Sunday, May 14

The Black Lace Fan My Mother Gave Me

It was the first gift he ever gave her,
buying it for five francs in the Galeries
in prewar Paris. It was stifling.
A starless drought made the nights stormy.

They stayed in the city for the summer.
They met in cafés. She was always early.
He was late. That evening he was later.
They wrapped the fan. He looked at his watch.

She looked down the Boulevard des Capucines.
She ordered more coffee. She stood up.
The streets were emptying. The heat was killing.
She thought the distance smelled of rain and lightning.
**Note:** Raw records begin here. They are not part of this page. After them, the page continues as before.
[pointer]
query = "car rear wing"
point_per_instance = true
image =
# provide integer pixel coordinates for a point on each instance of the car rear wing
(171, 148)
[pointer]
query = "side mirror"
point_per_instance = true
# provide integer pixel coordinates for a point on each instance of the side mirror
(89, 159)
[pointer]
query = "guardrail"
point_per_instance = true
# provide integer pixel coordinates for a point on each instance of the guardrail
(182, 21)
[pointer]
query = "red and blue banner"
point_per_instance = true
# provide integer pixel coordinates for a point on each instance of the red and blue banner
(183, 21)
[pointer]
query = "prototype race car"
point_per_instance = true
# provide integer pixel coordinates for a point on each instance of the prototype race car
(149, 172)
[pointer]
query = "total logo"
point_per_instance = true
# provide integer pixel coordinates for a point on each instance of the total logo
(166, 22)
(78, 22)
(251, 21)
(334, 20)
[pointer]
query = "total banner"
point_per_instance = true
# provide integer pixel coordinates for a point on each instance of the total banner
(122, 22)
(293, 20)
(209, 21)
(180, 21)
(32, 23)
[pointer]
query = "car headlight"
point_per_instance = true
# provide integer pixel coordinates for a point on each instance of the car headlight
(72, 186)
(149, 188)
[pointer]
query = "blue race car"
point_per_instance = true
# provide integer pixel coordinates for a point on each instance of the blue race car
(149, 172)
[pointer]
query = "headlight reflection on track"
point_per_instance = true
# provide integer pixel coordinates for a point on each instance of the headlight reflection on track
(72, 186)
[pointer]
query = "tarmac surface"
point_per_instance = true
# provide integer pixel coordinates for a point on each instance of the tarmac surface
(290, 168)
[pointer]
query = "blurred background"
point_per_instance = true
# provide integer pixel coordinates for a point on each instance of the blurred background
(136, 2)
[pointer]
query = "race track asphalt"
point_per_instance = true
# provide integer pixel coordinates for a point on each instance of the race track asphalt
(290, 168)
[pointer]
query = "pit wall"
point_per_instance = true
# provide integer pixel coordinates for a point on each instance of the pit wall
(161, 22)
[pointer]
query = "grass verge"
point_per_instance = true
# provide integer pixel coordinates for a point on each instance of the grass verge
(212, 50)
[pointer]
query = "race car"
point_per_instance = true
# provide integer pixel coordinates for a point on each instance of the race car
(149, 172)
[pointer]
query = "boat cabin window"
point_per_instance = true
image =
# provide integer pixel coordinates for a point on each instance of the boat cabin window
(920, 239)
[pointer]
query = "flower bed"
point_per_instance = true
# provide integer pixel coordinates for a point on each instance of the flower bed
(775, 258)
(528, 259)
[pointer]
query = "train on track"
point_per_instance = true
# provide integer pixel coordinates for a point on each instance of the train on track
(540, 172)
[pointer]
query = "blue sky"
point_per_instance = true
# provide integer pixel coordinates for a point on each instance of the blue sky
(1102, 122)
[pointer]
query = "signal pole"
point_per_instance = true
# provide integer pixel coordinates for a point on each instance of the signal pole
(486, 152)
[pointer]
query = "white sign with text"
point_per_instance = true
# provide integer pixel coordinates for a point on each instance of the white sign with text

These are wild roses, appliquéd in silk
by hand — darkly picked, stitched boldly, quickly.
The rest is tortoiseshell and has the reticent,
clear patience of its element. It is

a worn-out, underwater bullion and it keeps
even now, an inference of its violation.
The lace is overcast, as if the weather
it opened for and offset had entered it.

The past is an empty café terrace.
An airless dusk before thunder. A man running.
And no way now to know what happened then —
none at all — unless, of course, you improvise.

The blackbird on this first sultry morning
in summer, finding buds, worms, fruit,
feels the heat. Suddenly, she puts out her wing —
the whole, full, flirtatious span of it.